那路人只慌张说了几句,就远远的跑了。宋青书眉头紧皱,心想看来只能夜间再来了。
二人在寺门前犹豫片刻,商量起对策,但他们还未来得及细想,那寺门大开,正巧有几个大个子番僧走了出来,他们正瞧见路中间站着的小昭与宋青书二人,便要踏步上来,那色上心头的面容实在一言难尽。
宋青书正准备“料理”了他们,那小昭却低声说道:“公子,且别动手。”原来小昭已经想出办法,她笑着迎了上去,只说自己想进去拜一拜,这几个番僧一愣,叽里咕噜的商量了几句,面色一改,也客客气气的将二人迎了进去,他们虽注意到宋青书背上长剑,但只觉得那剑珠光宝气,应该是个装饰品,又有几个瞧见宋青书唇红齿白,还对他颇有些意思,看的他一身鸡皮疙瘩,小昭却是忍俊不禁。
二人进入寺中,这寺后十三级的宝塔高高耸立,抬头可见,但瞧那层层高塔之上皆有卫兵,看来与宋青书所料不差了。不过这寺中建筑风景倒是别具一格,其实这塔是八思巴弟子阿尼哥所主持建造,但宋青书是丁点不知了。
几个番僧领小昭入了正殿,他亦跟在身后,这正殿三尊佛像英武雄健,人只消往那里一站,便不由自主的生出一股子敬意,可宋青书许是在三清像前呆惯了,却只觉得这佛像双目咄咄逼人,看得他好不自在。小昭趋步到佛像之前,刚要上香下拜,身旁这五位番僧“摩拳擦掌”,作势便要扑来,宋青书双臂也运足了功力,两边蓄势待发之时,厅门却被人推开了来,由外面进来一个人,这人大概有三十几岁,一身服饰全是玛瑙玉石,满嘴胡须,是那蒙古贵族打扮,看样子不像这寺内僧人,他见到二人也只是一愣,但也没叫喊动手,只用蒙古语嘟囔了一句。
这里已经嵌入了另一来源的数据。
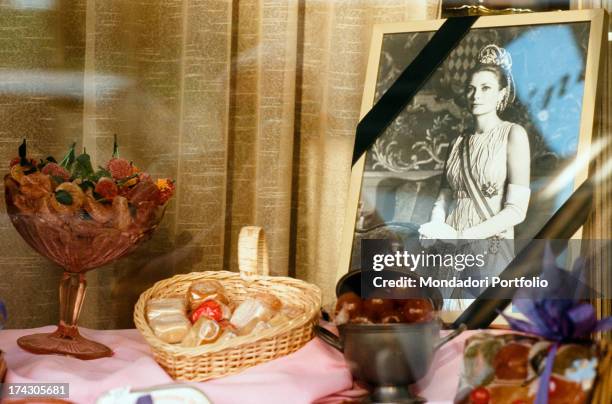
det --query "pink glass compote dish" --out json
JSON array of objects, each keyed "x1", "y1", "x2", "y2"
[{"x1": 4, "y1": 141, "x2": 174, "y2": 359}]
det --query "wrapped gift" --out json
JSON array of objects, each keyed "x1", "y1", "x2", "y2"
[
  {"x1": 455, "y1": 332, "x2": 599, "y2": 404},
  {"x1": 455, "y1": 249, "x2": 612, "y2": 404}
]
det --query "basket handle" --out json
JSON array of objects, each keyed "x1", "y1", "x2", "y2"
[{"x1": 238, "y1": 226, "x2": 270, "y2": 280}]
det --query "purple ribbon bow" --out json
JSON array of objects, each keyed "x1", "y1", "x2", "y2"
[{"x1": 502, "y1": 243, "x2": 612, "y2": 404}]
小昭反应迅速,当即用波斯语回了一句,这人果然没听懂,摆手说起生涩的汉语来:“小姐也是来灌顶的?”
这人随即轻轻挥手,屏退了众番僧,大踏步走了上来,众番僧好似对他极为尊敬,说了几句蒙古语,似是祝福之类的话,便都轻声退去了。
原来这蒙古贵族之中近年来一直尊崇佛教,他西域密宗,凡是成年子弟都会仿照那忽必烈,找高僧进行“灌顶”,只是能来这大都万安寺内的贵族,若说不是皇亲贵胄,想来那身份也是贵重已极了。他见小昭是个色目人,打扮得清秀绝伦,又是如花年华,只当她是哪户未出阁的千金小姐,却把宋青书当做了跟班之人。
二人也乐得将计就计,宋青书负剑而立,一句话也不说,小昭颇有城府,只与他一番周旋,把这人迷了个神魂颠倒,套出了他不少信息,自己却半点痕迹未漏。又聊了几句,这人问到小昭的师父,其实西域密宗强调“上师相应法”,这里若要解释那就远了,大概可理解成师承关系。
他自言自己自幼跟随安普学习佛法,宋青书暗暗点了点头,才知这万安寺此时主持名为“安普”。小昭亦是明慧聪敏,当即也说自己曾得安普大师指点,那蒙古贵族听了是高兴非常,只伸手上来要抓她手掌。
小昭自然避过,他也不以为意,干笑一声,又要拉着二人去那殿后内房之中,宋青书正愁找不到安静地方解决此人,与小昭使了眼色,二人跟在他身后,左右转拐,竟来到那高高宝塔之旁。这人向左右出示了证明,又用蒙古语交流几句,便领着二人上了高塔之上,塔中层层皆有数十间房,三人大概上了十层左右,宋青书一直左右观望,奈何实在看不见房间里情况。
又上了一层,这蒙古贵族突然停了下来,领着二人拐进了一间房屋,就见他熟练的对着墙壁下拜,叩首。宋青书凝目望去,见墙边摆着供桌,墙上挂着一副画像,画像中人大红僧袍,身材高瘦,面容慈祥,颇有几分得道之样,画像下方是一个半人高的盒子,也不知这人弄什么鬼名堂。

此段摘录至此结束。